With large, diverse
geospatial datasets and an integrated, user-centric interface to analyze
user-defined algorithms, the Instrument will give researchers the opportunity
to experiment with spatially-aware information and knowledge discovery
algorithms.
This
will allow geospatial pattern mining and discovery of interesting geospatial
patterns on spatial objects in rare event
detection, spatio-temporal change and trend detection,
and correlation mining.
For
example, in rare event detection, unpredictable events are
extremely difficult to detect because they don't occur often or they occur at a
time/location where they are not expected (e.g., detecting traffic congesting
during a disaster situation). The
Instrument will provide researchers with historical data that is used to establish a baseline for dynamic event behavior models, and
scenarios when deviations from the normal model
are identified. Algorithms can then be built
to better enable prediction models. These can
be input into the Instrument for testing and future rare event detection and
prediction.
The Instrument will also aid in the investigation
of bootstrapping techniques [CBO+02,
JDC87] and cost-sensitive learning approaches [Elk01,ZE01] for rare event detection in spatial data with
semantic awareness.
The general event
detection problem has been intensively studied in traditional document
collections as Topic Detection and Tracking (TDT) [APL98]. However, different
from traditional documents, harvesting Twitter data for event detection is
quite challenging since the Twitter messages are very short and noisy,
containing nonstandard terms such as abbreviations, acronyms, and emoticons
[Eis13, LWJ12]. The Instrument would
allow the linking of tweet messages with many static data sources and the
identification of the messages referring to the same real-world entity. As a result, the integration can provide an
aggregated view of the disaster domain where the attributes and the values of
the attributes are assembled and fused from thousands of mainly unstructured
messages and improve the accuracy of event detection.
The
Oak Ridge National Laboratory [http://www.ornl.gov/] (see
letter) will utilize the Instrument to tie together sensor data
across the US to create a real-time detection and alert system. Their SensorNet
Project will utilize the Instrument's analytics and super-resolution data.
The team of Dr. S.S.
Iyengar [http://users.cis.fiu.edu/~iyengar/]

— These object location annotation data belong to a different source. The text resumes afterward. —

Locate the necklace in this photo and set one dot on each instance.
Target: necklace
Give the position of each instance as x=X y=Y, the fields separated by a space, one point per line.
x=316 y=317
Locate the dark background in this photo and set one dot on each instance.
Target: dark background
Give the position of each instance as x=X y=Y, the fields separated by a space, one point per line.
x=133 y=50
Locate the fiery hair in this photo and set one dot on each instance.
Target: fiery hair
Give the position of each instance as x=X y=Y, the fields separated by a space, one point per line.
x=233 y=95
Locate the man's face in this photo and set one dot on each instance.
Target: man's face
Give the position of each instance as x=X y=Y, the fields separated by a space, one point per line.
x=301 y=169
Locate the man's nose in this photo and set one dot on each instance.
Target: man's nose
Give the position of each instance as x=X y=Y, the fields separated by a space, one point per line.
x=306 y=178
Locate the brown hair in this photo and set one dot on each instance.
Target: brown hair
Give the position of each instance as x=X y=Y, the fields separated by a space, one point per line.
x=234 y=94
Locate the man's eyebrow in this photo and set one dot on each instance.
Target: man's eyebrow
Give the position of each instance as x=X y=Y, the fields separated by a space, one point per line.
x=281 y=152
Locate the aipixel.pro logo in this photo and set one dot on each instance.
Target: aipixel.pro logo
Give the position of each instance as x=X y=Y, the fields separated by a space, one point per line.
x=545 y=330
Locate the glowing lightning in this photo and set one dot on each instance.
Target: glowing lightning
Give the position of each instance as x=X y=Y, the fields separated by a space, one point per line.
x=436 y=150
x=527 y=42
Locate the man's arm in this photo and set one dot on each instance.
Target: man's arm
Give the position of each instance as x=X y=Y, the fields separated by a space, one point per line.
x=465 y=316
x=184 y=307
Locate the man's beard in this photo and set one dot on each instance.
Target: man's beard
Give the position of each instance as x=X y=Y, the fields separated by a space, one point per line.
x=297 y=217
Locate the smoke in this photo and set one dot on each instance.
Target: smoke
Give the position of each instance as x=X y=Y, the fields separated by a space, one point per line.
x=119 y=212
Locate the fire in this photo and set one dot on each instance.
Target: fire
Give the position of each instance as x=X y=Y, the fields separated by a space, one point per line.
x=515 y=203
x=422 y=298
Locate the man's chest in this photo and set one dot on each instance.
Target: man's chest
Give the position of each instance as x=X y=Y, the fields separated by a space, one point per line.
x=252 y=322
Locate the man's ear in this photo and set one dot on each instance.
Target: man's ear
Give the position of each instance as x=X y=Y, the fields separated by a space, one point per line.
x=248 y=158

at FIU will utilize the Instrument to perform two case studies on trend
analysis and monitoring data behavior. The Instrument's sensor data collected
can be used for optimizing strategies for risk assessment as well as detecting
critical events based on mining information. The optimization algorithm
monitors the dynamic behavior of the data and identifies distinctive features
in the data set.
References Cited
[CBO+02] N. V.
Chawla, K. W. Bowyer, L. O. Hall, and W. P. Kegelmeyer. "SMOTE: Synthetic Minority Over-sampling
TEchnique." Journal of Artificial Intelligence
Research, 16:321-357, 2002.
[JDC87] A.
K. Jain, R. C. Dubes, and C.-C. Chen.
"Bootstrap techniques for error estimation." IEEE Transactions on Pattern
Analysis and Machine Intelligence, 9:628-633, 1987.
[Elk01] C. Elkan. "The foundations of cost-sensitive
learning." In IJCAI, pages 973-978, 2001.

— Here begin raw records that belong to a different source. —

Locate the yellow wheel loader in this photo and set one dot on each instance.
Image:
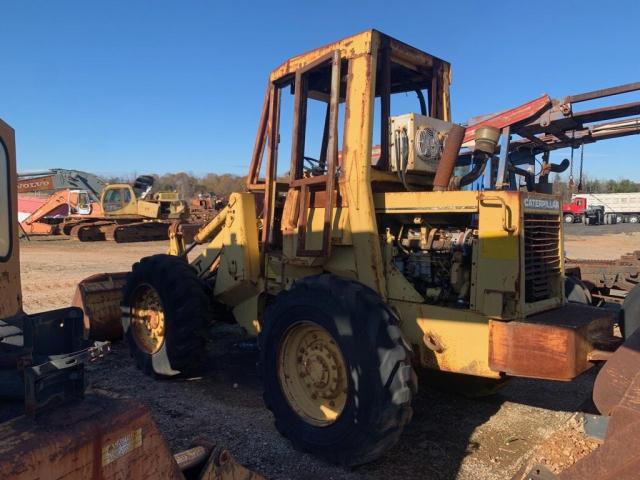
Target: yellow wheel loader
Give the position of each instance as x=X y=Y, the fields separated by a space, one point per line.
x=65 y=434
x=356 y=256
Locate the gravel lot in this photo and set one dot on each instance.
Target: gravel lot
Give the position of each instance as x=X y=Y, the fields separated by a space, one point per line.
x=450 y=437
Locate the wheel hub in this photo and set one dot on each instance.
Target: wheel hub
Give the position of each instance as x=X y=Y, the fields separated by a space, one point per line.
x=312 y=373
x=147 y=319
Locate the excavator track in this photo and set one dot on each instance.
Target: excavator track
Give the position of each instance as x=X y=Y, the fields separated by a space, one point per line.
x=109 y=230
x=138 y=232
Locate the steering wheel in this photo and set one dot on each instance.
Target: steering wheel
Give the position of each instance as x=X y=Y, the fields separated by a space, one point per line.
x=314 y=166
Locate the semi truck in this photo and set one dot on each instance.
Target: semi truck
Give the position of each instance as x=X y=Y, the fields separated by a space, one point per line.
x=603 y=208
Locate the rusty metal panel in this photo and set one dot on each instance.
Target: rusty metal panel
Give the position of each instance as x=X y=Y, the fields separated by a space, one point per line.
x=553 y=345
x=100 y=438
x=617 y=375
x=99 y=296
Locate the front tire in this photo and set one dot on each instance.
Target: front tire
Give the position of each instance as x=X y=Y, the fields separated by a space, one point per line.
x=336 y=371
x=165 y=311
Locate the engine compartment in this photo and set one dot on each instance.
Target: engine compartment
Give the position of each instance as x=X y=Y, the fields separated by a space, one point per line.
x=437 y=260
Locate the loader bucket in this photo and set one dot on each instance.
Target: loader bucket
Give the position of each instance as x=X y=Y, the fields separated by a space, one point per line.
x=616 y=394
x=99 y=297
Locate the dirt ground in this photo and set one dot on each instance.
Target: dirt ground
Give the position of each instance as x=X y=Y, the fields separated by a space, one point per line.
x=450 y=437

[ZE01] B. Zadrozny and C. Elkan. "Learning and making decisions when costs and probabilities are
both unknown. In Proceedings of the seventh ACM SIGKDD international
conference on Knowledge discovery and data mining, pages 204-213, 2001.
[APL98] J. Allan, R. Papka, and V. Lavrenko. On-line new event detection and
tracking. In Proceedings of the 21st annual international ACM SIGIR
conference on Research and development in information retrieval, pages 37-45. ACM, 1998.

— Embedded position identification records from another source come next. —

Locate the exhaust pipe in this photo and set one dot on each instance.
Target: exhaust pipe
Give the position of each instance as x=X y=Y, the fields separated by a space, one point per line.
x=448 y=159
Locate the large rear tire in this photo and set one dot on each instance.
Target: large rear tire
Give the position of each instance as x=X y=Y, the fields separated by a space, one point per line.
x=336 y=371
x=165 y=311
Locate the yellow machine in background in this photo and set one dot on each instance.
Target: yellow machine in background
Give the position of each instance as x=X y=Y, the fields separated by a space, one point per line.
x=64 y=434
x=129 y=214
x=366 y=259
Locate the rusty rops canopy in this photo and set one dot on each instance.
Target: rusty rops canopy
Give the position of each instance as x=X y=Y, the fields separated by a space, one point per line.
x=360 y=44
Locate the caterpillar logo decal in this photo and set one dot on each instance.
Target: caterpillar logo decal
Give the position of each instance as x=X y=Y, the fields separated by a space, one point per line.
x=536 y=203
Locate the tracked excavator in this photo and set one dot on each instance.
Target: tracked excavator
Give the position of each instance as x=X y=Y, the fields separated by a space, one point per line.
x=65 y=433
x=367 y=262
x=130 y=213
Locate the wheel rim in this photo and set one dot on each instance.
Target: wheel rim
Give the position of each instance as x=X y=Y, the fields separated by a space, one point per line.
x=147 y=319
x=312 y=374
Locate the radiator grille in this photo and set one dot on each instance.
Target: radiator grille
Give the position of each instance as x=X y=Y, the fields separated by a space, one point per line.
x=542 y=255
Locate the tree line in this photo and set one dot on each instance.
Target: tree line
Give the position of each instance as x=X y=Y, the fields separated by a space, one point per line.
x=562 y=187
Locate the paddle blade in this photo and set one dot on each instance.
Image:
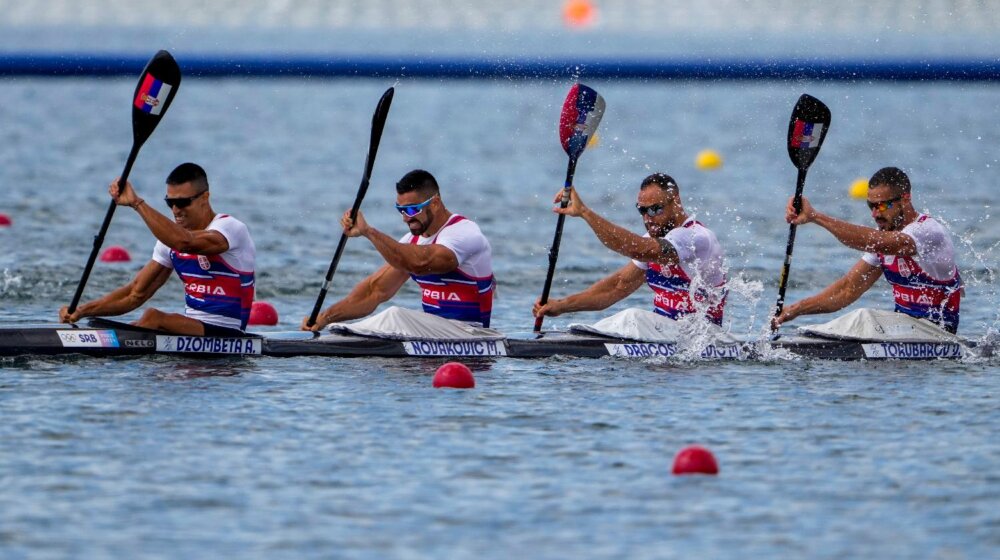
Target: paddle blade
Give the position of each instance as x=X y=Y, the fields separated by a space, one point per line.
x=582 y=112
x=806 y=130
x=157 y=87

[EIS13] J. Eisenstein. What
to do about bad language on the internet. In Proceedings of the 2013 Conference
of the North American Chapter of the Association for Computational Linguistics:
Human Language Technologies (NAACL/HLT), 2013.
[LWJ12] F. Liu, F. Weng, and X. Jiang. A broad-coverage normalization system for social media language.
In Proceedings of the 50th Annual Meeting of the Association for Computational
Linguistics (ACL), pages 1035-1044, 2012.